Climate activist and legal advocate

Solomon Yeo is a climate activist and legal advocate from the Solomon Islands, recognised for his role in the group Pacific Islands Students Fighting Climate Change (PISFCC). He worked as one of the group's lead environmental campaigners. The group successfully sought an advisory opinion on climate change. Yeo witnessed the direct impact of environmental degradation and climate change in the Solomon Islands, which motivated him to focus on climate activism.

His advocacy approach centres on youth empowerment and international law. He has emphasised that Pacific Island nations are on the front lines of the climate crisis, facing existential threats such as sea-level rise and extreme weather events, despite their minimal contribution to global greenhouse gas emissions.

== Early life and education ==
Yeo was born and raised in the Solomon Islands, the son of parents who moved there as missionaries in the 1990s.

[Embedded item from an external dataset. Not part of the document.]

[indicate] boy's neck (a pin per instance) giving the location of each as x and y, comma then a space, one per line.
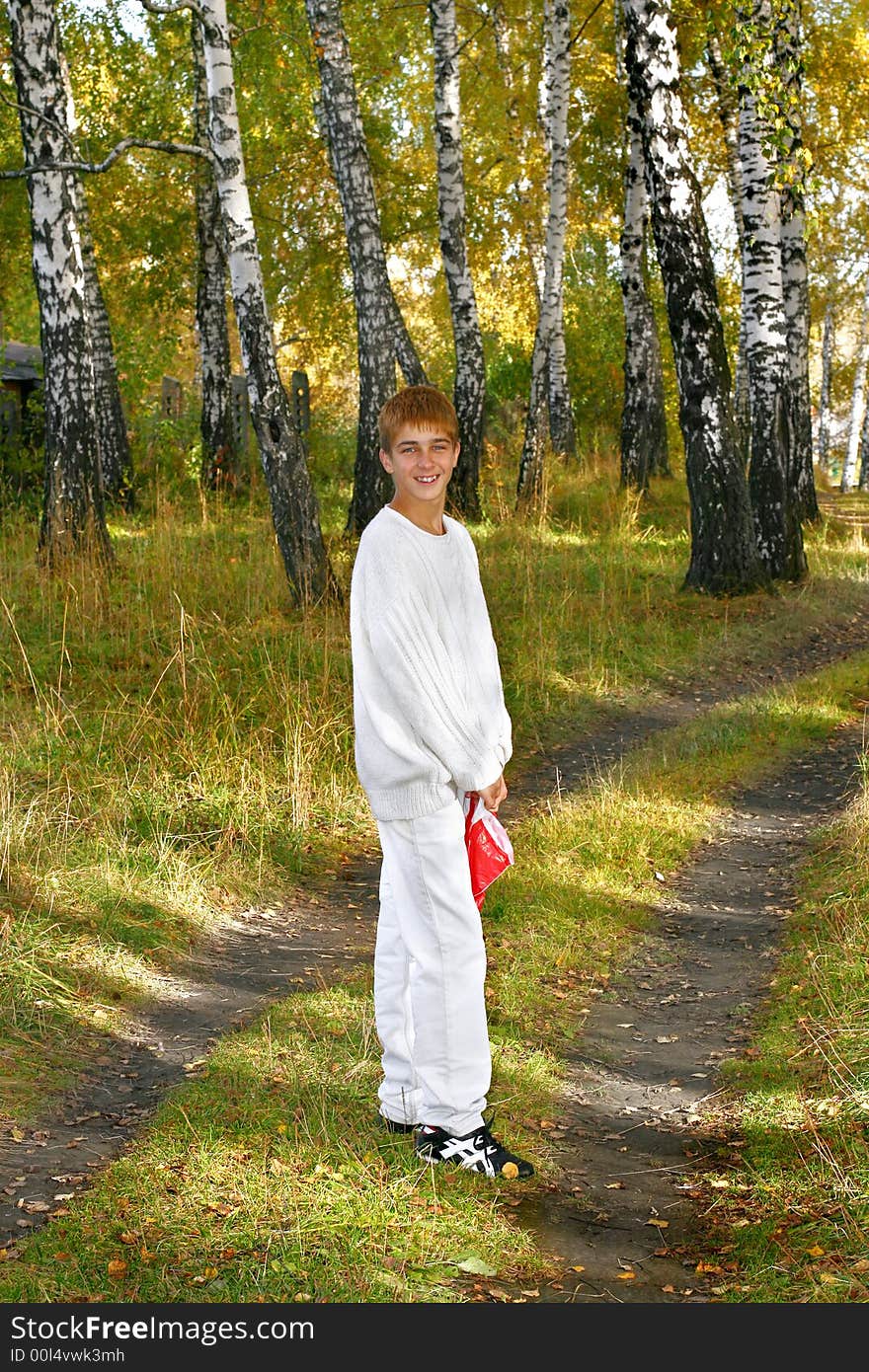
425, 514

He attended the University of the South Pacific, where he completed his law degree. In 2019, during his final year at school, he enrolled in a course on international environmental law. The same year, with 26 other students, he co-founded the Pacific Islands Students Fighting Climate Change (PISFCC), a youth-led organisation dedicated to integrating human rights into international climate discourse.

==Career==
While a student, Yeo became the campaign director for PISFCC. As a member of the group, Yeo helped lead a multi-year effort to secure an advisory opinion on climate change and human rights from the International Court of Justice (ICJ) as part of the movement's diplomatic and grassroots lobbying efforts. His work with the PISFCC involved lobbying of Pacific governments, which eventually led to the government of Vanuatu to sponsor the initiative at the United Nations General Assembly. This led to a unanimous vote at the UN General Assembly to refer the matter to the ICJ.

Yeo described the process of seeking an ICJ advisory opinion like opening a "fridge." He argues that they were not attempting to create new laws or invent arguments, but rather to take what already exists in international law, such as human rights treaties, and to clarify legal grey areas regarding climate change.

His work has contributed to broader international efforts in climate litigation. In November 2021, while attending the United Nations Climate Change Conference (COP26) in Glasgow, Yeo highlighted necessity of substantive commitments from global leaders. He argued that existing international responses had been insufficient to protect vulnerable Pacific Island nations sitting at the threshold of climate change. He acknowledged the work from others working at the grassroots level to help raise the issue.

In addition to his international work, Yeo has been involved in local environmental initiatives in the Solomon Islands, including the establishment of the Solomon Islands Youth Environmental Movement.

==Awards and recognition==
For his leadership in youth climate advocacy, he was awarded the SPREP Pacific Islands Environment Leadership Award in 2020.